To be sure, any of those would take their toll. However, according to a new national survey conducted for TD Ameritrade by The Harris Poll, today’s top financial disruptor is the cost of education. More specifically, student debt.

Top Financial Disruptors

Percentage of respondents citing the disruption.

Which of the following events or situations have happened to you and had a negative effect on your financial plans for long-term/retirement?


Education for self or dependent family member (e.g., student debt)


Loss of employment, lower paid job


Supporting others financially


Poor investment, business performance


Accident, illness, disability, unable to work


Divorce, separation, widowed


Planned family


Planned home

While the cost of education might be the most common disruptor, supporting others financially is, by far, the most impactful one, resulting in 80% lower median monthly savings or investments, according to the survey.

The survey also asked people what potential future threats they feared the most. Topping the list were concerns about how much the cost of living, and healthcare costs specifically, could rise.

What to do about such disruptors — or, even better, how to avoid them altogether? For education costs, the ideal would be to begin contributing a college savings account when your children are very young. (See Making the Most of Your College-Savings Program.) If you end up not being able to help cover the cost, your parenting instincts may tempt you to raid your retirement savings, but it would be better to have your kids take out student loans than to put your own financial future at risk.

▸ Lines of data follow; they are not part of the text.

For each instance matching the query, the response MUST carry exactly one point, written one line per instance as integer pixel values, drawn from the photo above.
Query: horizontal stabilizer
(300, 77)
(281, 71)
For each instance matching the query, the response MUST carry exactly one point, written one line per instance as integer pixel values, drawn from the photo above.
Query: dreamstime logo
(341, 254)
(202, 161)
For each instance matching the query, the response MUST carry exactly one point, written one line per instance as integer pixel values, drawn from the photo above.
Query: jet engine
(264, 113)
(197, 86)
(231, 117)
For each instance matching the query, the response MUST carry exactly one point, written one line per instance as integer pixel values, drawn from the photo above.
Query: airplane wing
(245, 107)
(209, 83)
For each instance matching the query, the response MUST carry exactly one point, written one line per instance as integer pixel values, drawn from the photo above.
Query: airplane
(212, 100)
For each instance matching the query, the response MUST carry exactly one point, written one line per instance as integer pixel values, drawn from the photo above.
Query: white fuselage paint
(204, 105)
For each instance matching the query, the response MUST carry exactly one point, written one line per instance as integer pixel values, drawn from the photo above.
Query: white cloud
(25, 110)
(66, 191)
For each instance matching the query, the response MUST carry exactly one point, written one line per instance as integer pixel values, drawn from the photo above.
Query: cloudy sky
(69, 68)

If you're the parent of a college-bound high school student, do all that you can to help them understand the impact of student loans. According to one analysis, by age 30, college grads who are loan-free saved twice as much in their retirement plans than those saddled with student loans. To avoid that, encourage your son or daughter to weigh the cost/benefits of that out-of-state or private university they have their eye on, consider starting at a community college, and give serious thought to other ways of avoiding student loans.

For many of the other disruptors, having adequate savings on hand would go a long way toward helping. Keeping such savings in a separate account — not mingled with checking account money — is generally the best way to make sure the money willl be there if and when you need it.

What financial disruptor have you experienced and what, if anything, could you have done to lessen its impact? What potential future disruptors concern you?